"The fact is that given the challenges we face, education doesn't need to be reformed -- it needs to be transformed. The key to this transformation is not to standardize education, but to personalize it, to build achievement on discovering the individual talents of each child, to put students in an environment where they want to learn and where they can naturally discover their true passions.” ~ Sir Ken Robinson in The Element, 2009We were most fortunate to have educational consultant, Kath Murdoch visit our school recently to explore inquiry and literacy. Teaching in a big and busy PYP school, collaboration and inquiry is an integral part of our practice, but we do tend to have a lot going on and as a result reflecting on our own practice is at times pushed to the side. I am not referring to the reflection we do as a team on our planners, looking for evidence of student learning and thinking about the extent to which we achieved our purpose. I am referring to personal reflection, asking about the practices in our own teaching and what is happening in our own classes. Having the opportunity to talk with Kath about how children best learn was a wonderful invitation to take a closer look at the inquiries taking place in my classroom.

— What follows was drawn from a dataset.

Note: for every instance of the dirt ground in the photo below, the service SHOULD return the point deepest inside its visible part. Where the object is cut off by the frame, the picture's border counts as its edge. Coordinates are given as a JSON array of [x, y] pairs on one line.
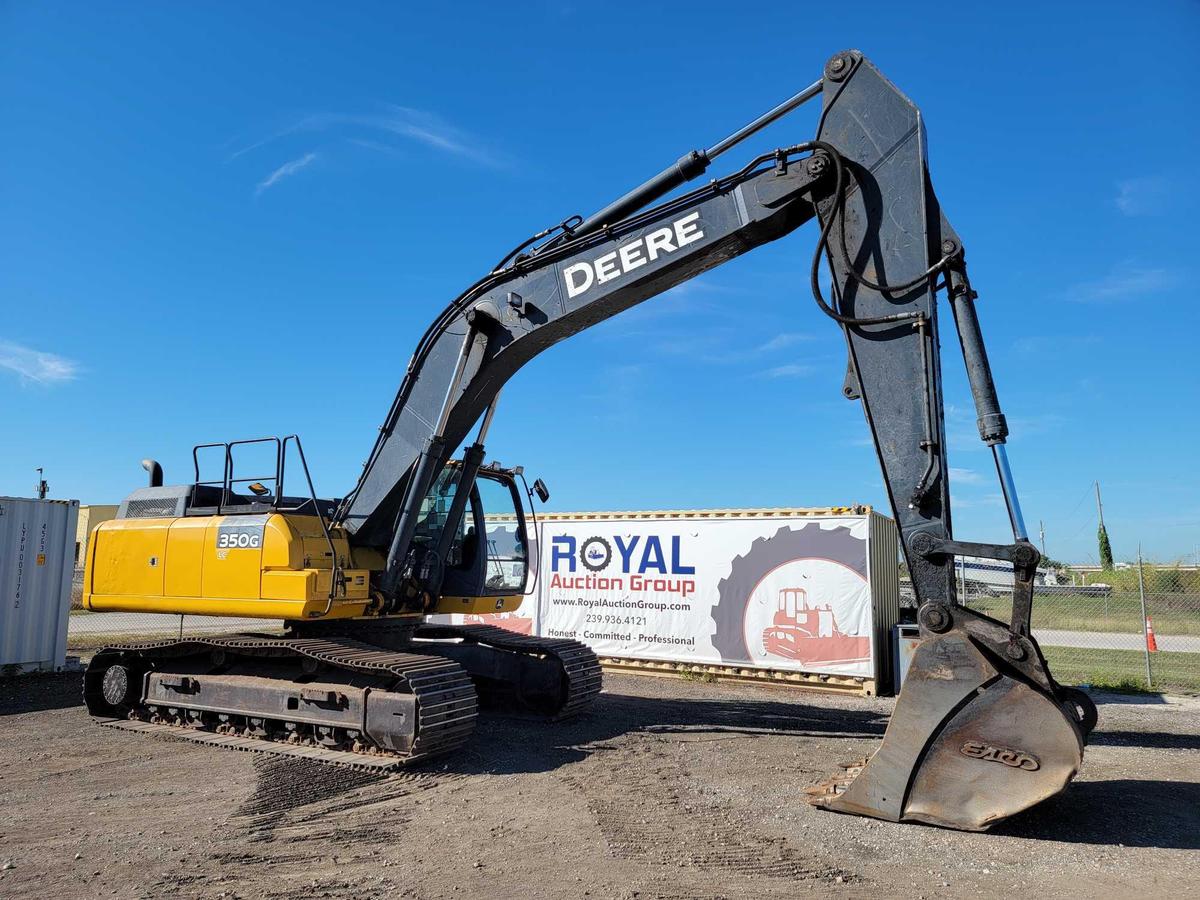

One of the aspects of the PYP that I have always loved is the belief in a constructivist approach to learning and the importance of student-driven inquiry. The tension I find is in the planning - if the teachers are deciding upon the central ideas for the planned units, how do we allow for student voice? Yes, we strive to create provocations that invite students to engage in open-ended inquiries, but in the end, we have a 'programme of inquiry' and this has been created well before we have even met our students. I shared this tension with Kath and my teaching team and I was introduced to the idea of Genius Hour.
Genius Hour is a time set aside each week for students to pursue personal inquiries. I loved the idea of this for it would allow for authentic student-driven inquiry, something that I feel passionate about. It would also be a vehicle to help students to uncover their own passions ~ what interests them? So much of our time in class is spent engaged in activities created by teachers, Genius Hour would empower students to create their own investigations, formulate questions to which they were truly interested in finding answers.
It did not take long to find a host of resources to support the introduction of Genius Hour to my students. I discussed it with my Grade 4 class and they were keen to give it a go. After some initial set up and determining our essential agreements for this time, our Genius Hour was born.
It has been amazing watching the students during this block of time each Thursday. They are so engaged in their own learning that you would never know there are 25 students working on different projects at the same time. Their choices are also varied ~ from learning more about quasars and atoms to investigating art forms and ancient history. While I expected the engagement to be high, I was not prepared for the how interested the students would be in each others' learning. Listening to classmates ask questions of each other and the proud way in which they share what they have discovered ~ this was nothing like the way my students have typically shared findings during our unit investigations.
I have no regrets about implementing this change to my classroom practice. Yes, it does take a considerable amount of our time, but it is worth every minute of it. The students are still developing the transdisciplinary skills and attitudes that are a part of our PYP programme and more importantly, they are acquiring a love of learning. They are becoming more curious and confident in their own abilities, willing to take risks and try something new. They are becoming inquirers.
We may not yet have created the school environment envisioned by Sir Ken Robinson, but I believe this is definitely a step in the right direction.